Het ontwerpbestemmingsplan is op 11 juli 2018 gepubliceerd in 'De Rijnpost' de 'Staatscourant' en het 'Gemeenteblad'. Omwonenden van het plangebied zijn eveneens per brief geïnformeerd.
Aansluitend heeft het ontwerpbestemmingsplan met ingang van donderdag 12 juli 2018 gedurende zes weken (dus tot en met 22 augustus 2018) ter inzage gelegen in het gemeentehuis bij het Omgevingsloket.
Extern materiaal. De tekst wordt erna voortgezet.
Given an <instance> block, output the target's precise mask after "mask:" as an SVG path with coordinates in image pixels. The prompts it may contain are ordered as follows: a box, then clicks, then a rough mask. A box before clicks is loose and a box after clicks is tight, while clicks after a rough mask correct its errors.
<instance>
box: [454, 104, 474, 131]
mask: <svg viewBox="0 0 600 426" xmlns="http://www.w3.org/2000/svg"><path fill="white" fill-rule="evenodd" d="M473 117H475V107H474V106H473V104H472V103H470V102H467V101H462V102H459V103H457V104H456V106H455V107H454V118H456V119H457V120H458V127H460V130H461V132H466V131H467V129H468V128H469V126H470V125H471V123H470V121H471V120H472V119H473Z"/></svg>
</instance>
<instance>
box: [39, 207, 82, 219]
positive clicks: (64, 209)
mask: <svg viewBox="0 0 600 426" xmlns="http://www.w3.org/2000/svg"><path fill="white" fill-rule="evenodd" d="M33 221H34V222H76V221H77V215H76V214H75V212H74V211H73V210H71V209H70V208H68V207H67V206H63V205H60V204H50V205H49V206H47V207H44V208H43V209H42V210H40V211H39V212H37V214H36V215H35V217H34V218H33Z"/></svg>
Verder kon het ontwerpbestemmingsplan via de landelijke voorziening www.ruimtelijkeplannen.nl worden ingezien. Tegen het bestemmingsplan zijn drie zienswijzen ingediend.
De zienswijzen hebben aanleiding gegeven het bestemmingsplan aan te passen.
Het weiland dat grenst aan de Dijkstraat heeft in het ontwerpbestemmingsplan Dijkstraat de aanduiding “Openlandschap” gekregen. Dit om het landschap open te houden en zichtlijnen te waarborgen.
Ter verduidelijking en om geen misverstanden er over te laten bestaan zijn aan het bestemmingsplan definities toegevoegd van “Openlandschap” en “Houtopstand”.
Daarnaast is het bestemmingsplan zo aangepast dat aan de kant van de Dijkstraat de erfafscheiding (hek) een hoogte mag hebben van maximaal 1 meter. Dit was in het ontwerpbestemmingsplan 1,5 meter. In het vigerende bestemmingsplan Buitengebied is het ook 1 meter.
Zie voor de zienswijzen en de overwegingen de commentaarnota bijlage 10.
De plannen zijn tevens toegezonden aan de gebruikelijke overlegpartners van de gemeente. Deze overheidsinstanties hebben geen zienswijzen ingediend.